Dinamiche simili si sono verificate anche in passato nella Siria di Bashar al-Assad e nell’Iraq di Saddam Hussein che, negli anni ‘90, decise di drenare le paludi sud irachene per punire il popolo della sua ribellione contro il regime. Anche lo Yemen, dove si sta attualmente consumando una delle più gravi crisi umanitarie al mondo, vede spesso l’acqua utilizzata dai combattenti a discapito dei civili.
Caso esemplare che viene spesso trascurato è quello della Libia, già uno dei paesi più aridi al mondo. Nonostante i ripetuti appelli delle Nazioni Unite contro l’utilizzo dell’acqua come arma di guerra, pratica vietata anche dalle convenzioni internazionali, le parti in gioco ne hanno fatto ampio uso.

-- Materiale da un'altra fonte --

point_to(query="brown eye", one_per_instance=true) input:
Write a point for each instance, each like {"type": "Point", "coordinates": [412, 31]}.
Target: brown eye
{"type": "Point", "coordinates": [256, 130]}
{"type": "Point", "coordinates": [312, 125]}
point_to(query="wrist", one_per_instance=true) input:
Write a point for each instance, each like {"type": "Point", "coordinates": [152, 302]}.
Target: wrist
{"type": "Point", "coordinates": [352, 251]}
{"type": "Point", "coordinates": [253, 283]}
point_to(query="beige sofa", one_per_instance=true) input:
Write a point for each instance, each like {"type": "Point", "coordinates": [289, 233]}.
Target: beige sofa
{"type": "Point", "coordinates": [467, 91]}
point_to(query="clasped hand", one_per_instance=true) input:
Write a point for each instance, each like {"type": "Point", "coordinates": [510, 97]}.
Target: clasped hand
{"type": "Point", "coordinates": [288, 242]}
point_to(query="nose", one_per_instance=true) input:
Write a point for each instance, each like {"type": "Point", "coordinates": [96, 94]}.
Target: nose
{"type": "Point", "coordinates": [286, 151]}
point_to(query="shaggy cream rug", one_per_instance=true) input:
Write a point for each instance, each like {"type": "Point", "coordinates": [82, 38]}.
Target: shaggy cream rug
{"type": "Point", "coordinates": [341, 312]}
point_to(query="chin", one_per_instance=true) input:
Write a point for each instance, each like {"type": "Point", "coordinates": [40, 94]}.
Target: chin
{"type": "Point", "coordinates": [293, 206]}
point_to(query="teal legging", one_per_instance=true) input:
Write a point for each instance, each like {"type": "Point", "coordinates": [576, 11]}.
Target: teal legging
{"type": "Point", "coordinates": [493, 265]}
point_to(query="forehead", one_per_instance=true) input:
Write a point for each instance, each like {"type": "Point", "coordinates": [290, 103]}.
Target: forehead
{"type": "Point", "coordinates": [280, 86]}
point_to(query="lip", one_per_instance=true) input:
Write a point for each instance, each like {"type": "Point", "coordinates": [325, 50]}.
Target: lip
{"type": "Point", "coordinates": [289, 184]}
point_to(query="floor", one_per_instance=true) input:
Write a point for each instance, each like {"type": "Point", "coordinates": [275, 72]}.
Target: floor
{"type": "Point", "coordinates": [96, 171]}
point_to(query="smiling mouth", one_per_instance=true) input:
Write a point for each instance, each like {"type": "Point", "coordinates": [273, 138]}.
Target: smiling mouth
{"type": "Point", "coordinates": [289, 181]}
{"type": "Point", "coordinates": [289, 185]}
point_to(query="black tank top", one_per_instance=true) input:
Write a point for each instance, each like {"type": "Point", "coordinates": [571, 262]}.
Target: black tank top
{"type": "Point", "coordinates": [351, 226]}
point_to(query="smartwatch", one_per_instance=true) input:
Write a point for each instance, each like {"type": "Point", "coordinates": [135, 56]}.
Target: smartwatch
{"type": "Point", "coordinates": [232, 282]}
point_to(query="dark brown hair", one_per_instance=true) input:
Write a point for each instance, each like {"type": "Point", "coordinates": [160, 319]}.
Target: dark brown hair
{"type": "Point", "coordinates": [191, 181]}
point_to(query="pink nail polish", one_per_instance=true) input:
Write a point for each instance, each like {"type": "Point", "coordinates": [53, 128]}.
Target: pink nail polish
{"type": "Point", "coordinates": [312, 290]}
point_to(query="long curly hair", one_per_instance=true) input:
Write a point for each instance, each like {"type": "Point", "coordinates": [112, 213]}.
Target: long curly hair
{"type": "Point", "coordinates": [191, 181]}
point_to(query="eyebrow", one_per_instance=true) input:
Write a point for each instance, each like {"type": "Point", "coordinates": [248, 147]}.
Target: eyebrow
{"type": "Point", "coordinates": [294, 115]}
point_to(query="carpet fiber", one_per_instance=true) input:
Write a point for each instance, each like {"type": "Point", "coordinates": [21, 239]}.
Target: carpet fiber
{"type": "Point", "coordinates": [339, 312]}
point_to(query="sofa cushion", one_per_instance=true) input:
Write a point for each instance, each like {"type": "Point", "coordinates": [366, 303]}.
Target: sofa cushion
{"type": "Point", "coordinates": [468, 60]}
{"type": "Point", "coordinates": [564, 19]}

Oltre ad infrastrutture decadenti, già devastate da anni di conflitti, numerosi sono stati i sabotaggi e gli attacchi alle risorse idriche. Proprio recentemente, in piena pandemia da COVID-19, l’approvvigionamento idrico a Tripoli è stato interrotto da una milizia locale che avrebbe assaltato una stazione di controllo del complesso del GMR (Great Man-Made River, l’acquedotto più grande al mondo voluto da Muammar Gheddafi), tentando di fare pressioni per assicurarsi il rilascio di miliziani alleati di Haftar. Una circostanza analoga si era già verificata nel maggio 2019, quando un gruppo armato aveva assalito la centrale idrica di Jabal al-Hasawna, bloccando per 48 ore l’approvvigionamento idrico della capitale.
Questa situazione è resa ancor più grave dalla continua crescita demografica e dall’avanzamento dei cambiamenti climatici, a cui la Libia è estremamente prona. Le limitate risorse idriche rinnovabili e le dure condizioni climatiche minacciano lo sviluppo economico del paese, andando a intaccare la produzione agricola, fortemente basata sull’irrigazione.
In un simile contesto, l’acqua appare sempre più come un bene prezioso, che in quanto scarso genera numerose tensioni. Soprattutto nei paesi aridi dell’area medio orientale e nordafricana, dove le risorse disponibili si stanno contraendo, l’acqua è sia fonte di vita che di morte, specialmente quando usata come fonte strategica di leverage, come arma di guerra.
Lungimiranti sono state le parole pronunciate nel 1995 da Ismail Serageldin, ex vicepresidente della Banca Mondiale:
“Se le guerre del XX secolo sono state combattute per il petrolio, quelle del XXI secolo avranno come oggetto l’acqua”.
- Con l’avanzamento dei cambiamenti climatici, tali dinamiche diventeranno sempre più frequenti: quali attori ne gioveranno maggiormente?
- L’utilizzo delle risorse naturali come arma strategica di guerra diventerà la prassi nei conflitti a venire?
- Nei prossimi anni, si consumeranno vere e proprie guerre per l’acqua?